As NFL analysts, we try our best to perform autopsies on last season’s results and how teams got to those results, in order to try and predict the next season. For example, team record in one score games has long been used by bettors to identify those teams who could be due for either positive or negative regression. The thought has been that teams that produce extreme outcomes in those games should typically regress to near 50% the following season, making those outcomes unstable from year to year. In fact, since 1990, 81 teams produced a close game win percentage of at least 80% in a season, and in aggregate those teams followed that up with a win percentage of 45% the following season in those same close games. The 2020 Buffalo Bills went 5-1 in games decided by one score. Without any other context, one would suggest that through natural regression, the Bills wouldn’t expect to produce such outsized results in those close games again. And they were right. The 2021 Bills went 0-5 in the regular season and made it 0-6 with the heartbreaking loss to the Chiefs in the playoffs.
Methodology
We decided to look at team win probabilities in the 4th quarter, between the 12- and 6-minute marks remaining in the game.
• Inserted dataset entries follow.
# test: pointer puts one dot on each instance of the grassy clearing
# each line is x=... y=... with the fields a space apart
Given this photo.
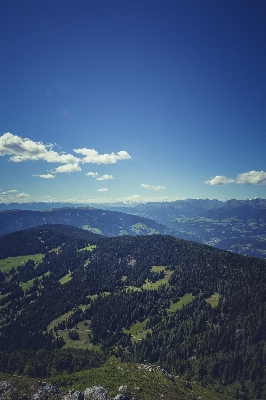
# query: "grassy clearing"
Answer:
x=141 y=383
x=142 y=228
x=154 y=285
x=88 y=248
x=27 y=285
x=65 y=278
x=84 y=338
x=187 y=298
x=213 y=300
x=137 y=330
x=15 y=262
x=164 y=281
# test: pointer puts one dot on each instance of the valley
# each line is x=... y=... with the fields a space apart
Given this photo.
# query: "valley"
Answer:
x=72 y=300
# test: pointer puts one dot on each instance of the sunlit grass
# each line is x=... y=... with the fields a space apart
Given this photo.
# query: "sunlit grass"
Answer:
x=187 y=298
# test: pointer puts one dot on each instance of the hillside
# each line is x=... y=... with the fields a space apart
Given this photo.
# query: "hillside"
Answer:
x=235 y=225
x=108 y=223
x=197 y=311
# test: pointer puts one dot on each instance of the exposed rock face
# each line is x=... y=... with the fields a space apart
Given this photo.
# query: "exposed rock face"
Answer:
x=74 y=395
x=6 y=389
x=95 y=393
x=46 y=391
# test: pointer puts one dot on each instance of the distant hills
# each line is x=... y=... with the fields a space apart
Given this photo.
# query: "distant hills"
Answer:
x=235 y=225
x=109 y=223
x=72 y=300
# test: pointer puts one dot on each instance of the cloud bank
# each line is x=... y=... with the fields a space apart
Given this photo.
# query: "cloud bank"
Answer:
x=247 y=178
x=92 y=156
x=93 y=174
x=105 y=177
x=20 y=149
x=152 y=187
x=23 y=149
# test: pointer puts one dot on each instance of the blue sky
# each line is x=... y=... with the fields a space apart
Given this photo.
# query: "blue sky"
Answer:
x=116 y=100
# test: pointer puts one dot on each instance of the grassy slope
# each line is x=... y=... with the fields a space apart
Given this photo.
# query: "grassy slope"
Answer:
x=141 y=383
x=15 y=262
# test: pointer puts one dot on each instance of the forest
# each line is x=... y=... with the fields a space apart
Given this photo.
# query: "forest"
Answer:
x=85 y=284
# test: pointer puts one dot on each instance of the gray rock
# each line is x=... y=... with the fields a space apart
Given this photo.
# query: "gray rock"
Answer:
x=74 y=395
x=122 y=389
x=45 y=391
x=6 y=389
x=95 y=393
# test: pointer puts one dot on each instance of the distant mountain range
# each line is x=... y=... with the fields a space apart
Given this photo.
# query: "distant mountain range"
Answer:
x=76 y=307
x=235 y=225
x=104 y=222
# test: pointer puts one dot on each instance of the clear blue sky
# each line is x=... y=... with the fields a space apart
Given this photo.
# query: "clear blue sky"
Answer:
x=110 y=100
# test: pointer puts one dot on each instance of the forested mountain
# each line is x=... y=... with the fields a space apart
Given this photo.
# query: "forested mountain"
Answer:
x=236 y=225
x=77 y=300
x=109 y=223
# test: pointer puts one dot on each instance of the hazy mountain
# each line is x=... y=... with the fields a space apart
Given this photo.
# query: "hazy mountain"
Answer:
x=78 y=299
x=109 y=223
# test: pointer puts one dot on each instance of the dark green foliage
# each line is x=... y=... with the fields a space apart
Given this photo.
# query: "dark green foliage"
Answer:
x=45 y=363
x=224 y=344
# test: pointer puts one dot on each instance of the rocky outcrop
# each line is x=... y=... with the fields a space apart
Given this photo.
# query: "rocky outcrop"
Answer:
x=46 y=391
x=95 y=393
x=6 y=390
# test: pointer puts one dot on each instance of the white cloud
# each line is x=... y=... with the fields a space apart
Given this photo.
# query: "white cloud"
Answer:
x=25 y=149
x=67 y=168
x=152 y=187
x=92 y=156
x=247 y=178
x=105 y=177
x=23 y=196
x=93 y=174
x=252 y=178
x=45 y=176
x=219 y=180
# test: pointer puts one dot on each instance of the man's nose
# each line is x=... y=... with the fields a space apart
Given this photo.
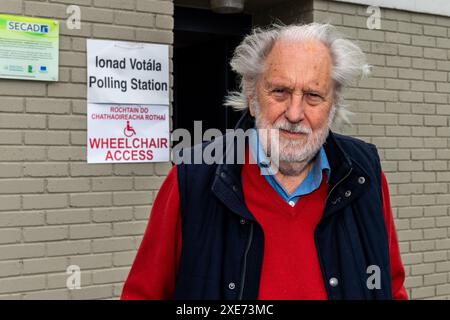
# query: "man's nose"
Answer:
x=295 y=111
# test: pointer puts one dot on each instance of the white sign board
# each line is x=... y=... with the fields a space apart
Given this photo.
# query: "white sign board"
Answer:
x=127 y=72
x=128 y=133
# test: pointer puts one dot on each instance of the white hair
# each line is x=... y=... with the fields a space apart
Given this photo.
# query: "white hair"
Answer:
x=348 y=60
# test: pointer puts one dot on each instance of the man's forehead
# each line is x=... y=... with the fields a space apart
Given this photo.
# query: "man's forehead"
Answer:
x=290 y=61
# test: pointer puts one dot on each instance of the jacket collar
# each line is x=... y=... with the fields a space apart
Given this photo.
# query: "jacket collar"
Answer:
x=345 y=172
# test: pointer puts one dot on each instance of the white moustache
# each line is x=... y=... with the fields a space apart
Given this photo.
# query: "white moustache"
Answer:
x=294 y=128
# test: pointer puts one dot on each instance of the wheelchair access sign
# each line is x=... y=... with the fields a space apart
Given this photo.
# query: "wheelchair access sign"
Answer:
x=128 y=133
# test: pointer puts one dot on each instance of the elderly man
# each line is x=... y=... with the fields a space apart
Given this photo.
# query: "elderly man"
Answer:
x=317 y=226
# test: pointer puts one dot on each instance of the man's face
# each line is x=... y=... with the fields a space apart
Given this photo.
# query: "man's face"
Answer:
x=294 y=95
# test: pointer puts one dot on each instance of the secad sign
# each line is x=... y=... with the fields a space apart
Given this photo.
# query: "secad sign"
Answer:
x=128 y=133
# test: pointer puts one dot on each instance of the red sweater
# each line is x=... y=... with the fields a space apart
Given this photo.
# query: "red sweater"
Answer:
x=290 y=267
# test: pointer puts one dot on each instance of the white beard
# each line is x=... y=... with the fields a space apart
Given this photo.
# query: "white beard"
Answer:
x=293 y=155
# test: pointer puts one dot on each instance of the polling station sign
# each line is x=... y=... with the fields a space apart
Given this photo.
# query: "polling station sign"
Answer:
x=29 y=48
x=128 y=133
x=127 y=72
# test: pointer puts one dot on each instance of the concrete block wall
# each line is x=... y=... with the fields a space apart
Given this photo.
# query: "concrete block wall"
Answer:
x=55 y=209
x=404 y=108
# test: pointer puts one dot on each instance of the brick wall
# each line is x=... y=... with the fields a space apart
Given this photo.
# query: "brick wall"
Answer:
x=55 y=209
x=404 y=109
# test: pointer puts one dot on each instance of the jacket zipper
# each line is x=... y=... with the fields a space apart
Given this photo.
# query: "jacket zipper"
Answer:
x=241 y=292
x=315 y=239
x=329 y=193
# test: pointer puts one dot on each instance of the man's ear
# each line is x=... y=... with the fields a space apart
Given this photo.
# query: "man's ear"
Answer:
x=251 y=105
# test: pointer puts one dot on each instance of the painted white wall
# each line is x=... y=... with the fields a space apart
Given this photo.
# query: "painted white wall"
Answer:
x=438 y=7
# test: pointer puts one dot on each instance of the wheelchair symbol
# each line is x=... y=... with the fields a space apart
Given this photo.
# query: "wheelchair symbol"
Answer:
x=129 y=131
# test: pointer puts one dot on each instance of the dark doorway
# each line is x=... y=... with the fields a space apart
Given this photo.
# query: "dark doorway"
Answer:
x=203 y=45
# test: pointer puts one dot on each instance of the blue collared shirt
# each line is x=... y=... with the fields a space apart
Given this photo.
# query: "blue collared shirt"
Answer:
x=311 y=182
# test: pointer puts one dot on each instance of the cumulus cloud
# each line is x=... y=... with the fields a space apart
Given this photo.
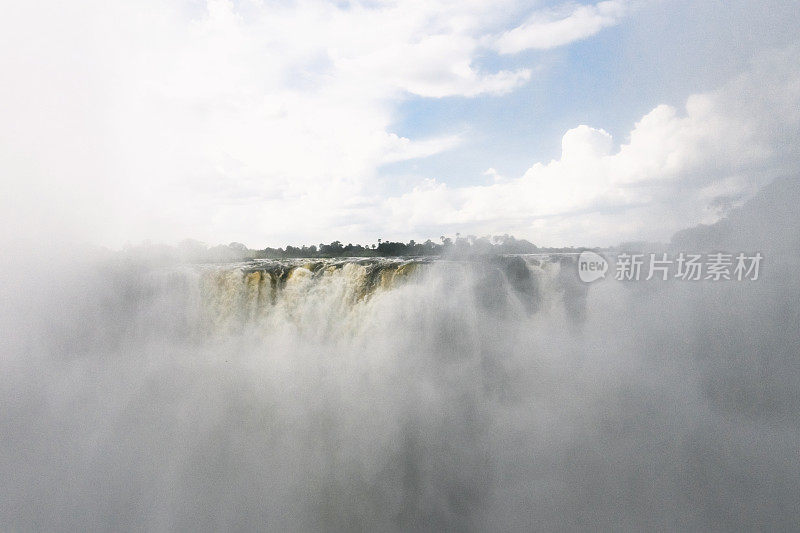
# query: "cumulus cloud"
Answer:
x=222 y=120
x=557 y=27
x=675 y=169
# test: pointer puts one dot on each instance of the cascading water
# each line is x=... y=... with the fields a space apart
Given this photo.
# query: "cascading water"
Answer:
x=492 y=394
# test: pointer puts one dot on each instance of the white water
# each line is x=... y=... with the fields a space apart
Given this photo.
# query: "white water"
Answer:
x=446 y=396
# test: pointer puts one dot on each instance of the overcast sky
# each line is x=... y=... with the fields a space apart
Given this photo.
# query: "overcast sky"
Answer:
x=275 y=122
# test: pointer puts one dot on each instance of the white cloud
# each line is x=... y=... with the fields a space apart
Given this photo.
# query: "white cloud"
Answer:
x=670 y=174
x=552 y=28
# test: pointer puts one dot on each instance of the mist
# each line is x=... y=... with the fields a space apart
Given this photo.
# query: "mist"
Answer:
x=452 y=395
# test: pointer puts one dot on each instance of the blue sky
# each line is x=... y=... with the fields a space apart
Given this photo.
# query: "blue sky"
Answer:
x=305 y=121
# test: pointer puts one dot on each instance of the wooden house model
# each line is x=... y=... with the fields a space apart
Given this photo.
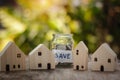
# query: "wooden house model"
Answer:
x=41 y=58
x=80 y=56
x=12 y=58
x=103 y=59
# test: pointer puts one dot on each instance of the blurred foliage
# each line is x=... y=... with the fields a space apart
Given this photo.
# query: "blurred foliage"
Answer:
x=31 y=22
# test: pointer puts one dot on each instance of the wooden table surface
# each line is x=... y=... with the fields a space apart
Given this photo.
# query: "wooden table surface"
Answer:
x=61 y=74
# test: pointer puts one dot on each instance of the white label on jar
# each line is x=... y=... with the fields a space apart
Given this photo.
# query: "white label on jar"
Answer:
x=63 y=56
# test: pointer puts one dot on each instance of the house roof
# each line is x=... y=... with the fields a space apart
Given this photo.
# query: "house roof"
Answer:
x=9 y=44
x=82 y=46
x=38 y=47
x=107 y=47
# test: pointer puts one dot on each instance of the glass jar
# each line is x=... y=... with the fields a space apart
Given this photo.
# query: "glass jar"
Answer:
x=62 y=45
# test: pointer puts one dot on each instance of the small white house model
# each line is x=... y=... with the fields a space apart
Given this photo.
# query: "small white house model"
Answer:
x=104 y=59
x=12 y=58
x=80 y=57
x=41 y=58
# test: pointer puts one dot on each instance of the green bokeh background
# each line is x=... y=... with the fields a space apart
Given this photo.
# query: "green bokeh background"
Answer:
x=31 y=22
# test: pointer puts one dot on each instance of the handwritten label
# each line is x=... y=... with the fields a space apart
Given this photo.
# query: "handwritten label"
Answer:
x=63 y=56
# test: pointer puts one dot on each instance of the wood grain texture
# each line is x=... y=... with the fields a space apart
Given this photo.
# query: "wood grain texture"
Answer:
x=61 y=74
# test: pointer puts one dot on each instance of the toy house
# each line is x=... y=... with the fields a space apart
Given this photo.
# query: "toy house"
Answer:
x=104 y=59
x=12 y=58
x=41 y=58
x=80 y=57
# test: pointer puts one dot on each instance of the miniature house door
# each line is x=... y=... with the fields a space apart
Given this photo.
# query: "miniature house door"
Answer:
x=48 y=66
x=7 y=67
x=102 y=68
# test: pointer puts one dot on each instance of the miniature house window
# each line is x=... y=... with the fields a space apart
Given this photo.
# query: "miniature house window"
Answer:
x=39 y=53
x=14 y=66
x=109 y=60
x=82 y=67
x=77 y=51
x=95 y=59
x=19 y=55
x=18 y=66
x=39 y=65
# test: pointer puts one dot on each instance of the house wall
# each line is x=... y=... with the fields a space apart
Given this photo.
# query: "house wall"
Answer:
x=10 y=57
x=81 y=59
x=45 y=58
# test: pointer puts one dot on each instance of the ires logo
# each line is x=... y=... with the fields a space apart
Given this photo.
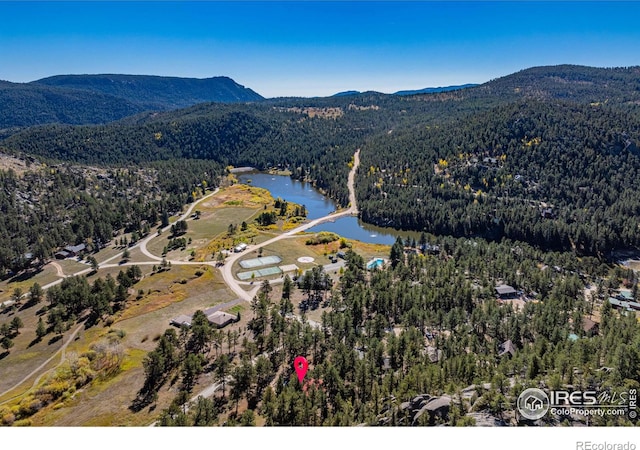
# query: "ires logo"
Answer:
x=533 y=403
x=561 y=399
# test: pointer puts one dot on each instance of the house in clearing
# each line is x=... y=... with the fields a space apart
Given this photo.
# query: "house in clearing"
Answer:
x=507 y=348
x=70 y=251
x=506 y=292
x=590 y=327
x=218 y=319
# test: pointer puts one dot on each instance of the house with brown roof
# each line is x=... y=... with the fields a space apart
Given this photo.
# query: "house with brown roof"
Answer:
x=590 y=327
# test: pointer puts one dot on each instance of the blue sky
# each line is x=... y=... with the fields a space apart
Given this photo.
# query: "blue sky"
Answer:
x=314 y=48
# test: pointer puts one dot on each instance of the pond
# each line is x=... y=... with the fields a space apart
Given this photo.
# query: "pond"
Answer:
x=318 y=205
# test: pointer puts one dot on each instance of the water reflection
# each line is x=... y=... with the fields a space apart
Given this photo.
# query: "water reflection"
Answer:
x=318 y=205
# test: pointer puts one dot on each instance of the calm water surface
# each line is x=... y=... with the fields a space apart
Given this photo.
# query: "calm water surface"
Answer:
x=318 y=205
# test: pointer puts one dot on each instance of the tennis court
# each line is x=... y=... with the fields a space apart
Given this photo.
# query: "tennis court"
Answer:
x=267 y=271
x=258 y=262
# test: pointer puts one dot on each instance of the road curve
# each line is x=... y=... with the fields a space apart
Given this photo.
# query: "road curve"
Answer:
x=41 y=366
x=227 y=273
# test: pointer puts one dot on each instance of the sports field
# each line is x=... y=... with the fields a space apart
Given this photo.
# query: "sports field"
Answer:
x=258 y=262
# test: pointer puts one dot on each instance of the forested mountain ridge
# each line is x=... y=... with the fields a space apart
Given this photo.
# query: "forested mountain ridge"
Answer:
x=486 y=160
x=49 y=206
x=158 y=93
x=99 y=99
x=24 y=105
x=562 y=175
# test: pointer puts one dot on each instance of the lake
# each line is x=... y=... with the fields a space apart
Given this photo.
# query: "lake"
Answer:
x=318 y=205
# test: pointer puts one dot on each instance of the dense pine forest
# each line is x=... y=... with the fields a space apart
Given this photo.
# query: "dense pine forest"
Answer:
x=531 y=181
x=427 y=331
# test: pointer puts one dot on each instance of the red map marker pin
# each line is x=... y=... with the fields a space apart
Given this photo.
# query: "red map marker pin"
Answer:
x=301 y=365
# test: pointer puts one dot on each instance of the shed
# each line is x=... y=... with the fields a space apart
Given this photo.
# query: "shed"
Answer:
x=506 y=349
x=221 y=319
x=181 y=320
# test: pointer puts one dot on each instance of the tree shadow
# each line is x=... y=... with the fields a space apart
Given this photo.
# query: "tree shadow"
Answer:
x=34 y=342
x=25 y=275
x=142 y=401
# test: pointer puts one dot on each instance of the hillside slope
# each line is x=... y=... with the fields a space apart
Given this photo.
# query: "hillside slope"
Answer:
x=158 y=93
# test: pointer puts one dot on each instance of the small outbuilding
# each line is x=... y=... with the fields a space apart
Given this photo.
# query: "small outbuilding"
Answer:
x=504 y=291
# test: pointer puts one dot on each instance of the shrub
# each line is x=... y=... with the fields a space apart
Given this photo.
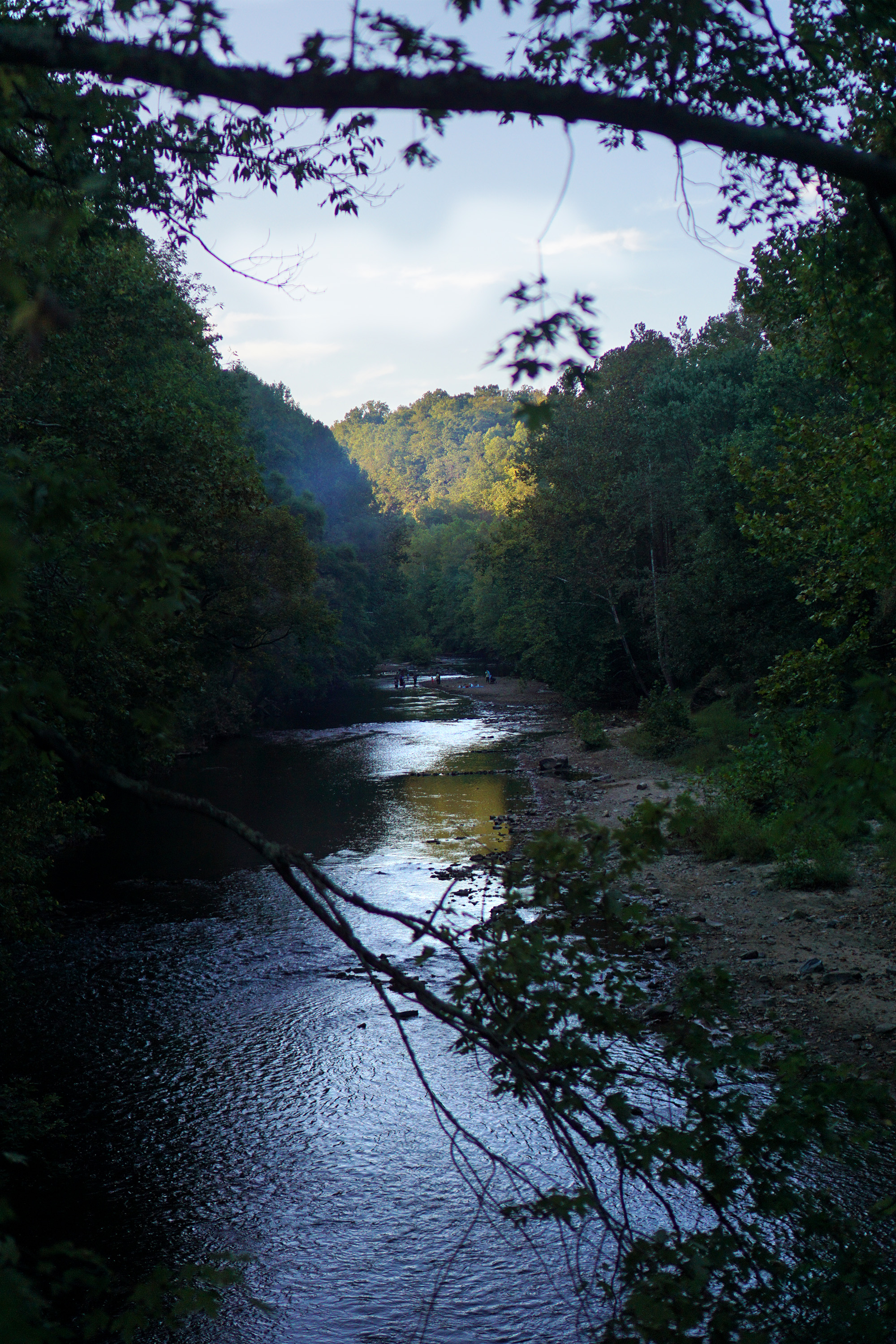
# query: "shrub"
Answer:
x=720 y=830
x=814 y=862
x=589 y=730
x=667 y=721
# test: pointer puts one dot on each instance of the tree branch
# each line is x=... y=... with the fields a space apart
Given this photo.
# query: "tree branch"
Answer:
x=457 y=90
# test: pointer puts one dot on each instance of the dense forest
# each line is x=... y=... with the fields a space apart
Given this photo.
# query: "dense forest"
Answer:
x=698 y=518
x=644 y=535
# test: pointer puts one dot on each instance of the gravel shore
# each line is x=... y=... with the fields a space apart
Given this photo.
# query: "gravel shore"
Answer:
x=770 y=940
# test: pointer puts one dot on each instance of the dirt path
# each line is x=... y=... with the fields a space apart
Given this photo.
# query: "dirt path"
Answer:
x=769 y=940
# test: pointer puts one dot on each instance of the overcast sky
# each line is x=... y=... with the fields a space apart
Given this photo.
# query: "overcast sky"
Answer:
x=409 y=296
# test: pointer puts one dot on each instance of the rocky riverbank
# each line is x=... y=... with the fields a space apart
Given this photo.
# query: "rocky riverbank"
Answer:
x=817 y=963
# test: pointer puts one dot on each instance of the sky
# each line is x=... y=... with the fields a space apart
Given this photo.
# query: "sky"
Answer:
x=410 y=296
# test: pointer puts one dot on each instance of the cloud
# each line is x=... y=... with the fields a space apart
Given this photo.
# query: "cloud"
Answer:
x=263 y=351
x=613 y=241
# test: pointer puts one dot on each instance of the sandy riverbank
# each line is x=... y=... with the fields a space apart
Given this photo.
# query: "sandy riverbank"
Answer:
x=847 y=1011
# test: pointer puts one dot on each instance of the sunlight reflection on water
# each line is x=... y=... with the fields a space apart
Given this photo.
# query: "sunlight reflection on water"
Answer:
x=233 y=1085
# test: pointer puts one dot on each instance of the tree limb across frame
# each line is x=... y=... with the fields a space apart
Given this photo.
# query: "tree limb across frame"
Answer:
x=464 y=90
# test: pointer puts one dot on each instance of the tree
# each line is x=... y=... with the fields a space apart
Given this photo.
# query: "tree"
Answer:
x=722 y=74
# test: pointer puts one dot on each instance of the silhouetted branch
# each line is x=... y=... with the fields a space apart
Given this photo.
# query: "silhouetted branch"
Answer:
x=465 y=89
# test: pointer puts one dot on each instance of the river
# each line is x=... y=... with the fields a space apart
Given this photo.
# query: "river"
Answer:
x=230 y=1085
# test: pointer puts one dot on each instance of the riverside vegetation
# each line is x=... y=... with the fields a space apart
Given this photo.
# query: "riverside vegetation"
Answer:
x=696 y=525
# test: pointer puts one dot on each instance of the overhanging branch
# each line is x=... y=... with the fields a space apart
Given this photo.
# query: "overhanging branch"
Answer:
x=458 y=90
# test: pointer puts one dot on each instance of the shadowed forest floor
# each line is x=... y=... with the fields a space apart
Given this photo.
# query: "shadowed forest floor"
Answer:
x=765 y=936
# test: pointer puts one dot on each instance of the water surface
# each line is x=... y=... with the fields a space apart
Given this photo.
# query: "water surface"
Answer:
x=232 y=1084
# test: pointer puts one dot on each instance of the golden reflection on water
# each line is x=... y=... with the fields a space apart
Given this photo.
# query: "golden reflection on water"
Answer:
x=450 y=807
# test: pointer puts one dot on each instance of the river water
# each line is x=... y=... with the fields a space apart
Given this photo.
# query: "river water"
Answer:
x=230 y=1085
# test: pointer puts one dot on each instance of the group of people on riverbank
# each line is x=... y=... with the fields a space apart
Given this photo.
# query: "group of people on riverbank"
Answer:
x=404 y=678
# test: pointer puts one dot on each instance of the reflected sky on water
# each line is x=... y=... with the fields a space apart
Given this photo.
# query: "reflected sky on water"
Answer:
x=229 y=1081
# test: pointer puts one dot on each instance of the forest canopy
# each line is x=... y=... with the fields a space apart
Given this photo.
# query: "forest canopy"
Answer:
x=185 y=554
We wanted to give enough time within the final quarter to ensure that each team would have likely received at least one possession each in the 4th. In 2021, the average NFL drive last season was 2.5 minutes with the team possessing the ball the most, Green Bay, averaging 3.3 minutes per drive. We determined that using a blended win probability between the 12- and 6-minute marks was appropriate.
The hypothesis being that the average win probability in this time period is more representative of the wins a team “should have”, or likely to have achieved, and thus more predictive of team wins in the next season. Technically there is a cap to these win probabilities (100%) and piling on with late scores after a team is essentially guaranteed to win, helps improve some of the issues with point differential. We then took the difference between the blended 4th Quarter Win Probabilities for each team in each game of the season add them all up and subtracted their regular season win percentage to determine the 4th Quarter Win % Over Expected (results below).
Using nflFastR game data, from 1999-2021, we examined the relationship in predictably using our 4th Quarter Win % Over Expected versus the results of Pythagorean Wins. We discovered that our metric did yield a .02 R2 improvement (.22 vs .20) over Pythag, a modest yet competitive advantage with a large data set. From a betting standpoint we were curious what edge something like this could bring for us. Seeing as the relationship was slightly higher than with Pythagorean, we wanted to see if the outlier edges of the 4th Quarter Win% Over Expected would yield positive results. Taking a look at the top and bottom quintile of our data set, we found that the teams that “overachieved” our metric in the 80th percentile or higher, blindly went under their Vegas (DraftKings) win total the following season at a stunning 63% rate (63-37-5). Deciding that a find of 63% of something in the betting space is nothing to gloss over we took a look by how many wins were these teams failing to meet expectation.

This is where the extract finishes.